Legal
Data Processing Addendum
Contents · 7 sections
Overview#
This Data Processing Addendum (“DPA”) applies where HIYAMEE PRIVATE LIMITED(“HiyaMee Digital”) processes personal data on behalf of a customer (“Customer”) in the course of providing services. It forms part of the agreement between HiyaMee Digital and the Customer for those services. In this DPA, the Customer is the controller and HiyaMee Digital is the processor of the personal data processed for the engagement.
Scope and roles#
HiyaMee Digital processes personal data only to provide the agreed services and only on the documented instructions of the Customer, including the signed agreement and Statement of Work, unless required to act otherwise by law. The subject matter, duration, nature and purpose of processing, and the categories of data and data subjects, are determined by the services described in the signed agreement.
HiyaMee Digital's obligations#
When acting as processor, HiyaMee Digital will:
- Process personal data only on the Customer's documented instructions.
- Ensure that people authorised to process the data are bound by confidentiality.

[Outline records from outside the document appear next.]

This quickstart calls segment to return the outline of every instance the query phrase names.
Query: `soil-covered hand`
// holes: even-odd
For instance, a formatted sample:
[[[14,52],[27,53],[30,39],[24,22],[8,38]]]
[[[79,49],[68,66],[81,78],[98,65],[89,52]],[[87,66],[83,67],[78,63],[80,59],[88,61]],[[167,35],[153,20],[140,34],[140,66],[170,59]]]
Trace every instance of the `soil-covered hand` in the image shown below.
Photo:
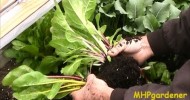
[[[142,36],[141,39],[134,38],[129,41],[127,39],[123,39],[115,47],[108,51],[108,55],[116,56],[121,52],[126,56],[134,57],[139,64],[142,64],[153,55],[147,36]]]
[[[80,90],[71,93],[74,100],[110,100],[112,88],[101,79],[90,74],[86,85]]]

- Apply appropriate technical and organisational security measures, taking into account the nature of the data and the risks involved.
- Assist the Customer, where reasonable, with data subject requests and with the Customer's own security, breach-notification and impact-assessment obligations.
- Notify the Customer without undue delay after becoming aware of a personal data breach affecting the Customer's data.
- Delete or return the personal data at the end of the engagement, as the Customer chooses, unless retention is required by law.
Sub-processors#
HiyaMee Digital may engage sub-processors (for example, hosting and infrastructure providers) to help deliver the services. Where it does, HiyaMee Digital will impose data-protection obligations on the sub-processor that are consistent with this DPA, and remains responsible for the sub-processor's performance. The current list of sub-processors for an engagement is available to the Customer on request.
International transfers#
HiyaMee Digital operates from India and may process data in India, the United States, Australia or through its sub-processors elsewhere. Where personal data is transferred across borders, HiyaMee Digital will put in place a lawful transfer mechanism appropriate to the data and the jurisdictions involved.
Security#
HiyaMee Digital maintains technical and organisational measures designed to protect personal data against accidental or unlawful destruction, loss, alteration, unauthorised disclosure or access. These include encryption of data in transit, access controls on a need-to-know basis, and regular review of its practices. More detail is on our Security & Trust page.
How to put this in place#
For an active engagement, this DPA can be incorporated into the signed agreement, or executed as a separate document, on request.